About one-quarter of the city’s 82 public schools now have filters that remove lead from drinking water. They were installed this fall, one year later than expected.

In total, 23 schools have received the triple-filter units that remove nearly all lead from drinking fountain water and will protect against microbes that could be found during boil water advisories, according to school district records.  Another 10 schools are slated to receive the filters by the end of December, but the project likely won’t be complete until the summer of 2019.

The filters are part of a long-awaited promise made in 2016, the same day officials in Michigan were indicted for crimes related to the Flint lead contamination crisis. That’s when the Orleans Parish School Board and the Recovery School District announced they would test school drinking water for lead.

But that never happened.

23Schools with filtration systems installed10Schools set to get filters by end of December

After the Sewerage and Water Board raised questions about the districts’ plans — requesting the districts allow higher levels of lead before conducting the tests — and school officials consulted with experts, the districts decided to install filters instead. They initially promised to do it last fall.

It’s been a slow process. After taking months to make the decision, request bids, and select a contractor, the contract had to be re-bid last fall. Even after the Orleans Parish School Board selected the same contractor again, it would be months before they’d finalize an agreement and install the first filter in August.

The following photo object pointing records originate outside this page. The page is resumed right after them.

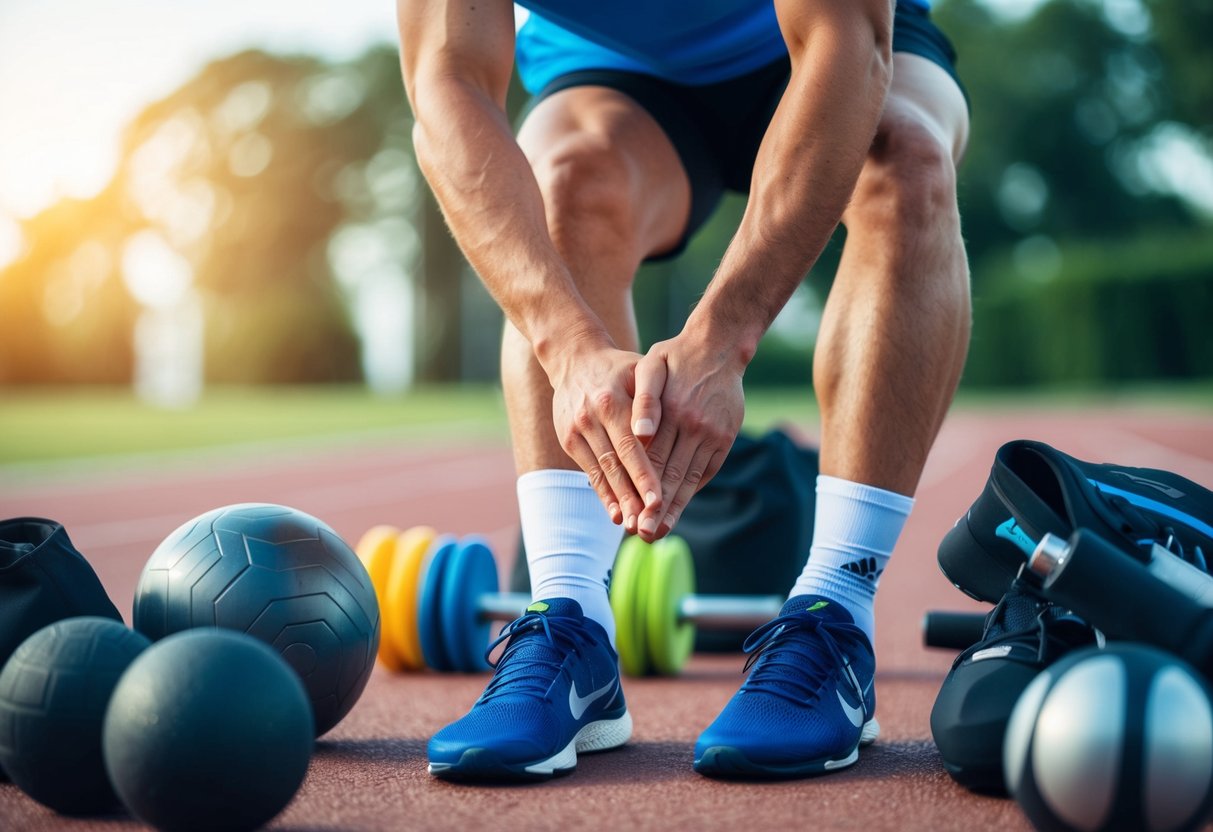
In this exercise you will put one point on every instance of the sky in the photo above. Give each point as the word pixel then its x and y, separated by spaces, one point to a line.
pixel 73 73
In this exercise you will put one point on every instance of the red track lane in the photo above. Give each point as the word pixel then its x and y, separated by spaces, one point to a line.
pixel 369 771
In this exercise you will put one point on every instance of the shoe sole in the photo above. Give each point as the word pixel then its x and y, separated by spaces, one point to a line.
pixel 732 763
pixel 974 569
pixel 484 764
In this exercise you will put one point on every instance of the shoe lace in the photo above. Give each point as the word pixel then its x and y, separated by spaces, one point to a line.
pixel 1150 531
pixel 787 659
pixel 1052 631
pixel 534 655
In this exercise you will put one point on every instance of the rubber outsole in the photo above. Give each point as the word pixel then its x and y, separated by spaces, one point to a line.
pixel 730 763
pixel 485 765
pixel 972 568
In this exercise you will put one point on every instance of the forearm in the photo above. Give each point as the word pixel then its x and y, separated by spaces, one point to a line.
pixel 493 205
pixel 804 174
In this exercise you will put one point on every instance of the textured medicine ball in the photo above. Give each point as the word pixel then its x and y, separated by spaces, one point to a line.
pixel 53 693
pixel 209 729
pixel 279 575
pixel 1112 739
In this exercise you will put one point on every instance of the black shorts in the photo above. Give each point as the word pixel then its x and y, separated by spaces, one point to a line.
pixel 717 127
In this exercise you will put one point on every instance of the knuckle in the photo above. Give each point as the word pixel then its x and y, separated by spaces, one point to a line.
pixel 672 474
pixel 604 400
pixel 582 420
pixel 609 463
pixel 647 400
pixel 630 446
pixel 597 479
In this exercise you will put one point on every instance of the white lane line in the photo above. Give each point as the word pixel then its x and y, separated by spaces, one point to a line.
pixel 399 486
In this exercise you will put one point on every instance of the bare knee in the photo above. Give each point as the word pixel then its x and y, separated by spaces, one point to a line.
pixel 907 182
pixel 587 194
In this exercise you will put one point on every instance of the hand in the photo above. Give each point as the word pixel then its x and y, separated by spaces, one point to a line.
pixel 592 409
pixel 688 409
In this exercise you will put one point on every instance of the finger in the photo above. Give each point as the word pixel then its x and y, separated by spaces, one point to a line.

The School Board allotted $800,000 to install the filters in district-owned buildings.

In an email last week, district spokeswoman Dominique Ellis wrote the project should be complete by “Summer/Fall 2019.”

The district doesn’t know if it has a lead problem. It appears that only one New Orleans school — Dwight Eisenhower Academy of Global Studies — has been tested recently under a new state law. It could be the first in decades, since the district completed initial testing right after the federal Lead Contamination Control Act became law in 1988.

Eisenhower, one of 12 schools tested statewide this year in a pilot program, was found to have one kitchen faucet at 15 parts per billion. That’s the action level for the city’s water system as a whole but lower than the 20 parts per billion the EPA suggests as the threshold for when to remove a school drinking fountain.

Eisenhower is run by InspireNOLA charter schools. Its CEO Jamar McKneely said the school is still able to use water from the faucet because it falls below that 20 parts per billion threshold.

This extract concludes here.